Businesses aggregate their most important data (eg: customers, invoices, projects, etc) so that they can 1) build data visualizations 2) get a full picture of the business regardless of team or department 3) backup critical data.
The solutions to address these three problems are vast and I’ll try and address many of them. Generally, businesses aggregate data with spreadsheets, ETLs, or Cloud-native API-driven tools. Let’s dig in.
Exporting CSVs is the most rudimentary method for getting data out of business systems. This universally works well but is very manual and makes refreshing data difficult and time consuming. Combining data across CSVs involves pivot tables or manually copy/pasting data. You could hoist CSVs up to something like BigQuery but you’ll have stale data almost immediately. You may decide to manually refresh your CSVs but you’ll have a tough time dealing with delta updates (only importing the data that has changed). Timestamps help here but this is still an incredibly manual process. Spreadsheet hustle is sometimes useful (but still very manual) for exploring data when you’re not entirely sure what you’re looking for. Keep in mind though, spreadsheets aren’t secure and downloading files locally expose businesses to data theft and breaches.
Big companies institutionalize this problem by building a data team(s) who purchase (or JFC build) an ETL. In today’s Cloud-native days, ETLs seem like a thing of the past, but they’re still here! Modern platforms like StitchData, Snowflake, Fivetran; and to some degree Segment, let customers seamlessly replicate data from individual data sources into a single data lake (eg: BigQuery, Redshift). Some of these, like StitchData, are very easy to use and don’t require a data team to setup. The major drawback to ETLs if they’re very expensive and error prone.
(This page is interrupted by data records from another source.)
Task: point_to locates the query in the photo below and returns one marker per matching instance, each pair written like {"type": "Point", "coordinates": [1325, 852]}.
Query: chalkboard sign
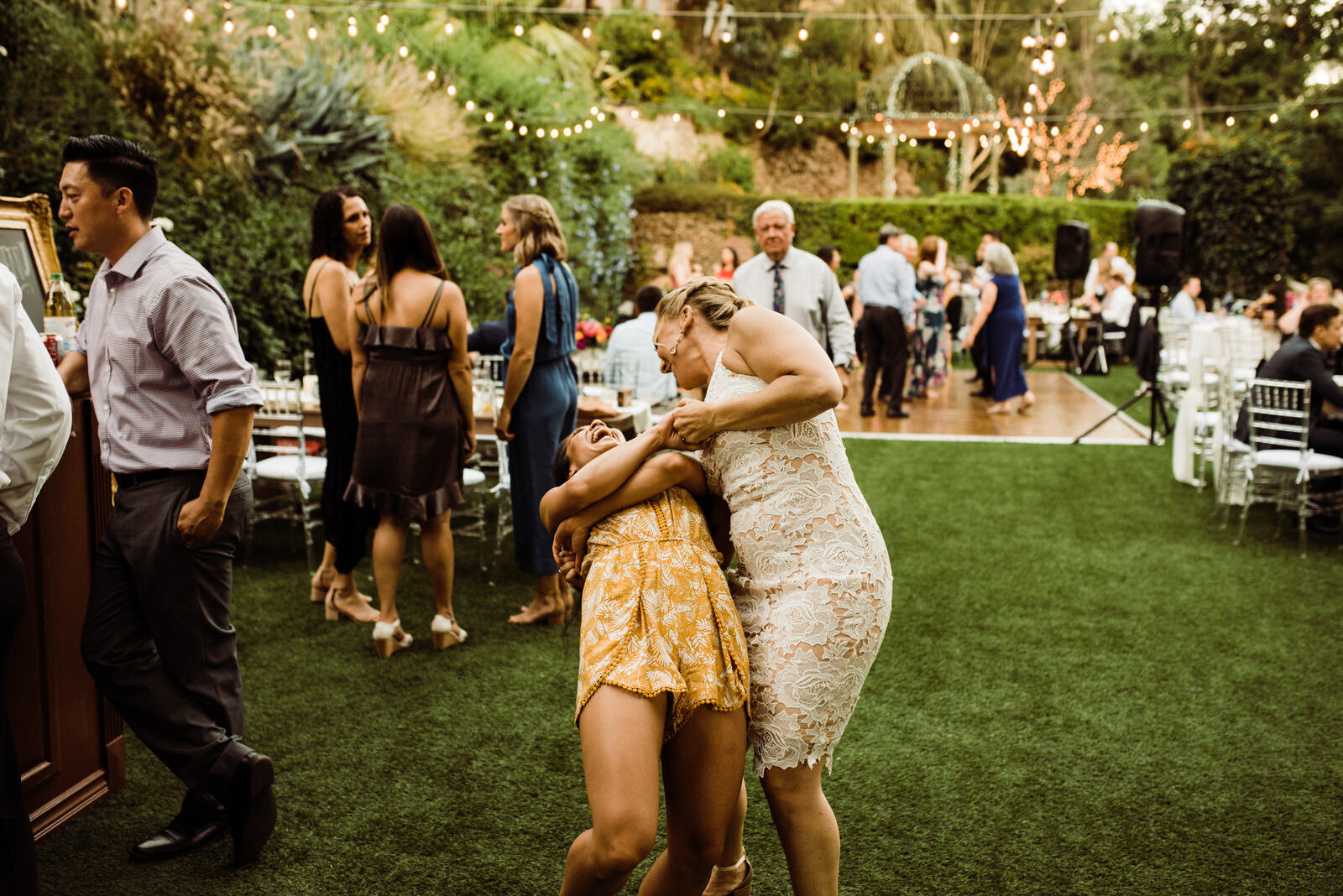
{"type": "Point", "coordinates": [29, 250]}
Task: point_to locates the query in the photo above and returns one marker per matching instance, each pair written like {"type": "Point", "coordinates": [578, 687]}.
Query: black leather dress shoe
{"type": "Point", "coordinates": [252, 806]}
{"type": "Point", "coordinates": [179, 839]}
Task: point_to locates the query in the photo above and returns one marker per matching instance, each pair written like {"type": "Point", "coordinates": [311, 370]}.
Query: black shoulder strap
{"type": "Point", "coordinates": [433, 306]}
{"type": "Point", "coordinates": [313, 290]}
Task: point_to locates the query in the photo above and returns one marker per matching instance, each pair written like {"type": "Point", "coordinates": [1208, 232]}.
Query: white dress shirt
{"type": "Point", "coordinates": [631, 360]}
{"type": "Point", "coordinates": [1182, 307]}
{"type": "Point", "coordinates": [812, 297]}
{"type": "Point", "coordinates": [163, 356]}
{"type": "Point", "coordinates": [1118, 306]}
{"type": "Point", "coordinates": [34, 408]}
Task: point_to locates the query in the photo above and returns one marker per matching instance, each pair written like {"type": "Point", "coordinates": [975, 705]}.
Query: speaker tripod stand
{"type": "Point", "coordinates": [1158, 412]}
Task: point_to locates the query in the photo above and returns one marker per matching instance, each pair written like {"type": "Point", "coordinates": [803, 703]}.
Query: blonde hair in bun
{"type": "Point", "coordinates": [715, 300]}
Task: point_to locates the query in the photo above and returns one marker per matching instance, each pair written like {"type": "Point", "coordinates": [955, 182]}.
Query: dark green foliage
{"type": "Point", "coordinates": [1027, 224]}
{"type": "Point", "coordinates": [1084, 688]}
{"type": "Point", "coordinates": [1239, 226]}
{"type": "Point", "coordinates": [316, 121]}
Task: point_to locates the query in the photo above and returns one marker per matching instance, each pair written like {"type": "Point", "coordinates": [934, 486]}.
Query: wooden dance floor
{"type": "Point", "coordinates": [1064, 409]}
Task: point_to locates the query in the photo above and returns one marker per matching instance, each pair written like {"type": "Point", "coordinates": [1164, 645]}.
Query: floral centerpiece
{"type": "Point", "coordinates": [588, 333]}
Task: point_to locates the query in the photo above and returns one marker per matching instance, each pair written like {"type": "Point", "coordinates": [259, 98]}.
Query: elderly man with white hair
{"type": "Point", "coordinates": [797, 284]}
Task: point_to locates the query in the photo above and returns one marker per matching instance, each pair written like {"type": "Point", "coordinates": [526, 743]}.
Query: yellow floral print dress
{"type": "Point", "coordinates": [657, 615]}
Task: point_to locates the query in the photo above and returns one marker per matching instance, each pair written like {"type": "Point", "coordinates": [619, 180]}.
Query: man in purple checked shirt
{"type": "Point", "coordinates": [175, 400]}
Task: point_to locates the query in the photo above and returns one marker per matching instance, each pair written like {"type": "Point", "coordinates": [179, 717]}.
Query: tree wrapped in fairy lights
{"type": "Point", "coordinates": [1065, 152]}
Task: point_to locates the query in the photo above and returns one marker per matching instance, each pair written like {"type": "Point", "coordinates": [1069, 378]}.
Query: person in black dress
{"type": "Point", "coordinates": [413, 388]}
{"type": "Point", "coordinates": [342, 233]}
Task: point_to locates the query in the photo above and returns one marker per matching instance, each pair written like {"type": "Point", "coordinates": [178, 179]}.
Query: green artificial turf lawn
{"type": "Point", "coordinates": [1085, 688]}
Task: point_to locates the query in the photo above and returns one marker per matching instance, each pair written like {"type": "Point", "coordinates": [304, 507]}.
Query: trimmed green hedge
{"type": "Point", "coordinates": [1027, 223]}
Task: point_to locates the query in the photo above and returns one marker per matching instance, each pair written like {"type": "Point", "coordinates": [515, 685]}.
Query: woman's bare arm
{"type": "Point", "coordinates": [802, 381]}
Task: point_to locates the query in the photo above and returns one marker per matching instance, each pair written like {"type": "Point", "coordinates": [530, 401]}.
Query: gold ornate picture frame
{"type": "Point", "coordinates": [29, 248]}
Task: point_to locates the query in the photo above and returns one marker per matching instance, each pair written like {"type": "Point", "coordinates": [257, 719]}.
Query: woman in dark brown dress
{"type": "Point", "coordinates": [413, 387]}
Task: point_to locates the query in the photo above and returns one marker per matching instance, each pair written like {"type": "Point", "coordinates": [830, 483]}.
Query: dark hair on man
{"type": "Point", "coordinates": [1316, 315]}
{"type": "Point", "coordinates": [405, 242]}
{"type": "Point", "coordinates": [114, 163]}
{"type": "Point", "coordinates": [329, 226]}
{"type": "Point", "coordinates": [648, 298]}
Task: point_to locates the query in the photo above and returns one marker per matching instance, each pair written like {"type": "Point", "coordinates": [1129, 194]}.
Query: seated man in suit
{"type": "Point", "coordinates": [1302, 358]}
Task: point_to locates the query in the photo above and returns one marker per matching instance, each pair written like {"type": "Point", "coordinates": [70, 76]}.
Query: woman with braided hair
{"type": "Point", "coordinates": [541, 388]}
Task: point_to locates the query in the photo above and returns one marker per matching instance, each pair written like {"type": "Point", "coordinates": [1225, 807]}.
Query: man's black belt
{"type": "Point", "coordinates": [131, 481]}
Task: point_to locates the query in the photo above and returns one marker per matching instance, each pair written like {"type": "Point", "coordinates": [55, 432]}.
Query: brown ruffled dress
{"type": "Point", "coordinates": [411, 447]}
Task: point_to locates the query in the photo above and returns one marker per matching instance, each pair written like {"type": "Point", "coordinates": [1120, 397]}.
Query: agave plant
{"type": "Point", "coordinates": [317, 118]}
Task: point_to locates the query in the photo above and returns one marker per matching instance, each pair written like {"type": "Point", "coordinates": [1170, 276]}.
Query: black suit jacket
{"type": "Point", "coordinates": [1299, 360]}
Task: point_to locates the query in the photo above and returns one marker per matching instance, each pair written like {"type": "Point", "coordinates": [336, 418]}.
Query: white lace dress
{"type": "Point", "coordinates": [813, 584]}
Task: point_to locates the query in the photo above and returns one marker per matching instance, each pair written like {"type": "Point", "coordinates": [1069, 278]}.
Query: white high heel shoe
{"type": "Point", "coordinates": [389, 638]}
{"type": "Point", "coordinates": [447, 632]}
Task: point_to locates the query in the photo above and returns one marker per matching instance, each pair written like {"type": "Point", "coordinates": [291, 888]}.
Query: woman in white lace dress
{"type": "Point", "coordinates": [813, 585]}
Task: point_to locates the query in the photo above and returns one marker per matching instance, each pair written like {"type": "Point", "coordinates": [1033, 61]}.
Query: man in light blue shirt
{"type": "Point", "coordinates": [886, 291]}
{"type": "Point", "coordinates": [1184, 306]}
{"type": "Point", "coordinates": [797, 284]}
{"type": "Point", "coordinates": [631, 360]}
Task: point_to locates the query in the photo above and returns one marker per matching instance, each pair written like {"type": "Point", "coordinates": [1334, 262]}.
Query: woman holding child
{"type": "Point", "coordinates": [813, 586]}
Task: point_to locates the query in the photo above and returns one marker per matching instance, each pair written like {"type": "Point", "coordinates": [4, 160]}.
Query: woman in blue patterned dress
{"type": "Point", "coordinates": [541, 388]}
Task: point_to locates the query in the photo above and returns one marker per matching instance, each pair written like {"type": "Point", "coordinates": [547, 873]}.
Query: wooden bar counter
{"type": "Point", "coordinates": [71, 753]}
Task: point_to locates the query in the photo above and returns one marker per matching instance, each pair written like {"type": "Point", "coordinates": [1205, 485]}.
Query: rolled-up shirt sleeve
{"type": "Point", "coordinates": [195, 327]}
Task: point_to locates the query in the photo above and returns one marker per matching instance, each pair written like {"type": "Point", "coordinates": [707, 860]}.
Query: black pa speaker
{"type": "Point", "coordinates": [1072, 250]}
{"type": "Point", "coordinates": [1161, 242]}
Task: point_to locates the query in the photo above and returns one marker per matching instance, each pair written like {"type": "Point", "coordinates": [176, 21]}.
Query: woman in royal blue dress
{"type": "Point", "coordinates": [541, 388]}
{"type": "Point", "coordinates": [1002, 318]}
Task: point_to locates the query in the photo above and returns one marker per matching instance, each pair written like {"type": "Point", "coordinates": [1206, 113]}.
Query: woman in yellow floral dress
{"type": "Point", "coordinates": [662, 669]}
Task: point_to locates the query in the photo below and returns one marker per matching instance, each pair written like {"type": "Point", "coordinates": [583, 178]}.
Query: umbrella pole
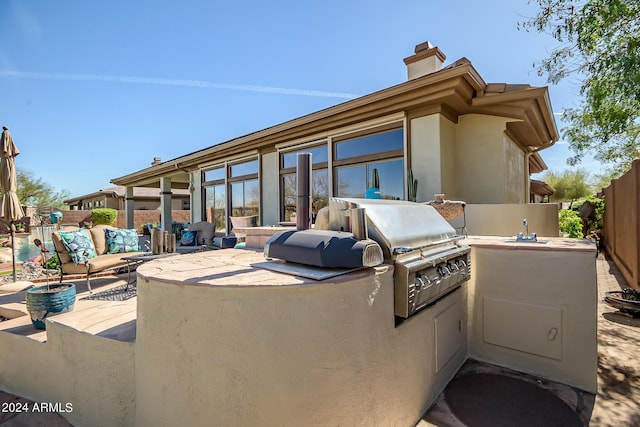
{"type": "Point", "coordinates": [13, 249]}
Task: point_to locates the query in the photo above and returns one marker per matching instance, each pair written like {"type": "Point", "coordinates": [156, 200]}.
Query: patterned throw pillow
{"type": "Point", "coordinates": [122, 240]}
{"type": "Point", "coordinates": [189, 238]}
{"type": "Point", "coordinates": [79, 245]}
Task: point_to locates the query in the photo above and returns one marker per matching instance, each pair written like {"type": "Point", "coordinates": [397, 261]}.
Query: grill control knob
{"type": "Point", "coordinates": [443, 270]}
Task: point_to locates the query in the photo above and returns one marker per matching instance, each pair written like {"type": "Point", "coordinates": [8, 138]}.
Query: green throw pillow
{"type": "Point", "coordinates": [79, 245]}
{"type": "Point", "coordinates": [122, 240]}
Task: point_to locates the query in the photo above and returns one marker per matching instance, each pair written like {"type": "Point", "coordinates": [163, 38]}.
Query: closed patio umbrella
{"type": "Point", "coordinates": [11, 208]}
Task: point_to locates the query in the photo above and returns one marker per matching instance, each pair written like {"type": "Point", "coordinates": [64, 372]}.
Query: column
{"type": "Point", "coordinates": [129, 208]}
{"type": "Point", "coordinates": [165, 203]}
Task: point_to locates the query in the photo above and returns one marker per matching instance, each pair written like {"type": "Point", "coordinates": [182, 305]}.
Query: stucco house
{"type": "Point", "coordinates": [144, 198]}
{"type": "Point", "coordinates": [459, 135]}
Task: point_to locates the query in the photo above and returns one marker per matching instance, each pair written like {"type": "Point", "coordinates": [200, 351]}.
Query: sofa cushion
{"type": "Point", "coordinates": [79, 245]}
{"type": "Point", "coordinates": [61, 249]}
{"type": "Point", "coordinates": [99, 263]}
{"type": "Point", "coordinates": [121, 240]}
{"type": "Point", "coordinates": [189, 238]}
{"type": "Point", "coordinates": [99, 238]}
{"type": "Point", "coordinates": [206, 231]}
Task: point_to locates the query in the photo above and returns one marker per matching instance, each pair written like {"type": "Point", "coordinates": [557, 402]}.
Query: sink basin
{"type": "Point", "coordinates": [528, 242]}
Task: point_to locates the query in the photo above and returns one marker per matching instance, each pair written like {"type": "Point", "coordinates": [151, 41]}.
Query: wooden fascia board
{"type": "Point", "coordinates": [404, 96]}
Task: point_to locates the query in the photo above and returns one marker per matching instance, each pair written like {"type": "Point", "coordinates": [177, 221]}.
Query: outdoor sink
{"type": "Point", "coordinates": [527, 241]}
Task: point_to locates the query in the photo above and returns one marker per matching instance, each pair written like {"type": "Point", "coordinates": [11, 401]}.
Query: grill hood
{"type": "Point", "coordinates": [398, 226]}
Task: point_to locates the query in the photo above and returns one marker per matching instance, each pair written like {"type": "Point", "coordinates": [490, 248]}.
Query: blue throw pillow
{"type": "Point", "coordinates": [79, 245]}
{"type": "Point", "coordinates": [122, 240]}
{"type": "Point", "coordinates": [189, 238]}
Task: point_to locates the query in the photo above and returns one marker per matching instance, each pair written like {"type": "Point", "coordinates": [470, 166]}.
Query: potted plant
{"type": "Point", "coordinates": [49, 299]}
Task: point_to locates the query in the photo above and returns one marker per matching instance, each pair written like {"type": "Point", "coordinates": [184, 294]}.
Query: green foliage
{"type": "Point", "coordinates": [594, 222]}
{"type": "Point", "coordinates": [106, 216]}
{"type": "Point", "coordinates": [52, 263]}
{"type": "Point", "coordinates": [600, 46]}
{"type": "Point", "coordinates": [570, 223]}
{"type": "Point", "coordinates": [569, 185]}
{"type": "Point", "coordinates": [33, 191]}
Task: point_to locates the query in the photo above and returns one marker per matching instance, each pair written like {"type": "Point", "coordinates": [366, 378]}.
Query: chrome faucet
{"type": "Point", "coordinates": [526, 237]}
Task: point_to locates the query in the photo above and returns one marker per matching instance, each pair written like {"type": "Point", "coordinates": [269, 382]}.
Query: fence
{"type": "Point", "coordinates": [621, 232]}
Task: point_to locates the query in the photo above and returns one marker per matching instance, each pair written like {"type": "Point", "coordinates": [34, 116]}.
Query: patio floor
{"type": "Point", "coordinates": [111, 314]}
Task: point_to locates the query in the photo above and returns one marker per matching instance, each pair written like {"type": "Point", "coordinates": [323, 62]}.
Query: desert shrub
{"type": "Point", "coordinates": [570, 223]}
{"type": "Point", "coordinates": [105, 216]}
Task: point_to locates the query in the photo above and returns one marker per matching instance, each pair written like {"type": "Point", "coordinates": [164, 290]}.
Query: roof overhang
{"type": "Point", "coordinates": [541, 187]}
{"type": "Point", "coordinates": [455, 90]}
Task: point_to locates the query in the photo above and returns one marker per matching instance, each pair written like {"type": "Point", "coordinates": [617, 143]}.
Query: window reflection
{"type": "Point", "coordinates": [214, 174]}
{"type": "Point", "coordinates": [370, 144]}
{"type": "Point", "coordinates": [353, 181]}
{"type": "Point", "coordinates": [246, 168]}
{"type": "Point", "coordinates": [216, 207]}
{"type": "Point", "coordinates": [319, 189]}
{"type": "Point", "coordinates": [245, 197]}
{"type": "Point", "coordinates": [318, 155]}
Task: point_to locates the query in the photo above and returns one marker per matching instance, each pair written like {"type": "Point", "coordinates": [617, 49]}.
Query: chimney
{"type": "Point", "coordinates": [426, 59]}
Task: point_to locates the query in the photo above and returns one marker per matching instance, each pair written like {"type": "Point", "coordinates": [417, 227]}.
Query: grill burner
{"type": "Point", "coordinates": [429, 261]}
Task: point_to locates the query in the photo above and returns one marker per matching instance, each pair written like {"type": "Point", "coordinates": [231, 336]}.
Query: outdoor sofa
{"type": "Point", "coordinates": [88, 251]}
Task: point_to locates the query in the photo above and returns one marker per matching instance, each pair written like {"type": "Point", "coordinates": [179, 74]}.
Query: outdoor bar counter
{"type": "Point", "coordinates": [532, 307]}
{"type": "Point", "coordinates": [222, 342]}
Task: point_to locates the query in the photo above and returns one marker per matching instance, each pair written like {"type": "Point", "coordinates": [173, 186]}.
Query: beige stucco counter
{"type": "Point", "coordinates": [221, 342]}
{"type": "Point", "coordinates": [533, 307]}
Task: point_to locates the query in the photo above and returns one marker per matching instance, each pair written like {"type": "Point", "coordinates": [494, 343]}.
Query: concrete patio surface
{"type": "Point", "coordinates": [615, 404]}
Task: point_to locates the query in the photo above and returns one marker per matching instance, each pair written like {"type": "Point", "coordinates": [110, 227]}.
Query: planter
{"type": "Point", "coordinates": [53, 299]}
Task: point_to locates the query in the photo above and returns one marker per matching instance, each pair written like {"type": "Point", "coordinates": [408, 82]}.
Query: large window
{"type": "Point", "coordinates": [215, 197]}
{"type": "Point", "coordinates": [355, 159]}
{"type": "Point", "coordinates": [231, 190]}
{"type": "Point", "coordinates": [319, 176]}
{"type": "Point", "coordinates": [216, 207]}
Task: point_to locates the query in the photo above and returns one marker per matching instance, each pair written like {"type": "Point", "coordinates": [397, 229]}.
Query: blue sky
{"type": "Point", "coordinates": [95, 90]}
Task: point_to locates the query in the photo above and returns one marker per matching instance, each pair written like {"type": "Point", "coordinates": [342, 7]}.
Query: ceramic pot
{"type": "Point", "coordinates": [43, 301]}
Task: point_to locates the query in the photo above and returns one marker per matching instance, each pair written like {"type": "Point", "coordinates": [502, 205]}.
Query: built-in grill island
{"type": "Point", "coordinates": [427, 255]}
{"type": "Point", "coordinates": [428, 258]}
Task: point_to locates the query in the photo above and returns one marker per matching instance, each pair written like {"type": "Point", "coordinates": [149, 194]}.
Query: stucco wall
{"type": "Point", "coordinates": [317, 353]}
{"type": "Point", "coordinates": [506, 219]}
{"type": "Point", "coordinates": [514, 173]}
{"type": "Point", "coordinates": [95, 375]}
{"type": "Point", "coordinates": [535, 310]}
{"type": "Point", "coordinates": [479, 150]}
{"type": "Point", "coordinates": [425, 155]}
{"type": "Point", "coordinates": [448, 159]}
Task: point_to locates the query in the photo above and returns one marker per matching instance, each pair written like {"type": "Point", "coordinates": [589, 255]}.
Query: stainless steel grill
{"type": "Point", "coordinates": [428, 258]}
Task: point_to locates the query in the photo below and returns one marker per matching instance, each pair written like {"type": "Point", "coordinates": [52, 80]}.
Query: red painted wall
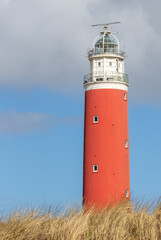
{"type": "Point", "coordinates": [104, 145]}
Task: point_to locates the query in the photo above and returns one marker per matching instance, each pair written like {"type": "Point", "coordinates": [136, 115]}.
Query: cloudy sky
{"type": "Point", "coordinates": [43, 57]}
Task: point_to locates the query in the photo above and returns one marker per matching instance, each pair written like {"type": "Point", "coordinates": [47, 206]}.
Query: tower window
{"type": "Point", "coordinates": [126, 144]}
{"type": "Point", "coordinates": [95, 119]}
{"type": "Point", "coordinates": [95, 168]}
{"type": "Point", "coordinates": [127, 193]}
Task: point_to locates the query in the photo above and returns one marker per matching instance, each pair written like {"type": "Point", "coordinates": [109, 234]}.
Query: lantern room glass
{"type": "Point", "coordinates": [106, 43]}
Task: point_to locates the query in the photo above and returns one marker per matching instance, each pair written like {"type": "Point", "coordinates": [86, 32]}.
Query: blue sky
{"type": "Point", "coordinates": [42, 63]}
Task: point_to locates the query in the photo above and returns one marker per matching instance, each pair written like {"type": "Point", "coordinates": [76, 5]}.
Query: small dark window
{"type": "Point", "coordinates": [95, 168]}
{"type": "Point", "coordinates": [95, 119]}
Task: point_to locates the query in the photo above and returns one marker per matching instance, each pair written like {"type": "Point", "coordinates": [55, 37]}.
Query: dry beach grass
{"type": "Point", "coordinates": [122, 222]}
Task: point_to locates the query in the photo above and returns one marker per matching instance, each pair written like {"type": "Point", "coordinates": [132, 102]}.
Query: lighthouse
{"type": "Point", "coordinates": [106, 177]}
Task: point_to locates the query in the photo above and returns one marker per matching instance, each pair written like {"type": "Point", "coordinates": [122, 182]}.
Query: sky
{"type": "Point", "coordinates": [43, 58]}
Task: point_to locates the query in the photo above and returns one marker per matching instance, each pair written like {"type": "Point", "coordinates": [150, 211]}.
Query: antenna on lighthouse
{"type": "Point", "coordinates": [105, 24]}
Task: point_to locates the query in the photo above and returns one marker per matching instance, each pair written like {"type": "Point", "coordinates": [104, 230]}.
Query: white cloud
{"type": "Point", "coordinates": [44, 42]}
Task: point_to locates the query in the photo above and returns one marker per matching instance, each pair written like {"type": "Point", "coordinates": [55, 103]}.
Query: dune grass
{"type": "Point", "coordinates": [137, 222]}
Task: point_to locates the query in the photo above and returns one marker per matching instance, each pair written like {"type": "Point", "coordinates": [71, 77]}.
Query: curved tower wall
{"type": "Point", "coordinates": [106, 177]}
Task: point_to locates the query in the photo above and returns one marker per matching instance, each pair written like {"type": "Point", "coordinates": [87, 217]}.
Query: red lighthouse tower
{"type": "Point", "coordinates": [106, 177]}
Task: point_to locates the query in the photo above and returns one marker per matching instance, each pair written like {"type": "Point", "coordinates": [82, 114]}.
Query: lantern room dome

For example, extracting data from Hubspot to BigQuery hopefully works but Hubspot’s API is severely rate limited and doesn’t support delta fetching. Many platform APIs have problems like this, and data teams are often on-call to whack-a-mole data inconsistencies as they pop up.
The data teams that operate ETLs themselves are also expensive and slow. That team is busy maintaining ETLs—don’t bug them! Often the consumers of data—revops people, managers, tech leads, salespeople—deal with frustratingly long wait times getting help from data teams. The best data teams adopt the right tools to make data analysis self service (eg: Looker, Amplitude, or Tableau). But this takes a village and most orgs don’t have the efficiency or focus to build a self service internal data platform. Usually, individuals scrape together the data they need (often via CSVs).
An in between of spreadsheet hustle and ETLs, Cloud-native integrations have proliferated. Apps themselves add integrations for bringing in data and and displaying it in one place. Slack lets users send activity to channels, Zapier let’s you send data between apps, Airtable has basic data blending capabilities. A new breed of data tools like Interval and Equals are promising Cloud-native spreadsheets and dashboards that let you seamlessly combine data. Again, these are promising and time will tell if they’re good enough.
Many of these in between tools suffer from reliability and breadth of support issues. They don’t have nearly the universality as ETLs and as new cloud services they suffer from reliability problems. With enough capital, reliability can be solved but this isn’t guaranteed. Let’s presume these apps improve, adding enough supported apps to their marketplaces could still be a problem.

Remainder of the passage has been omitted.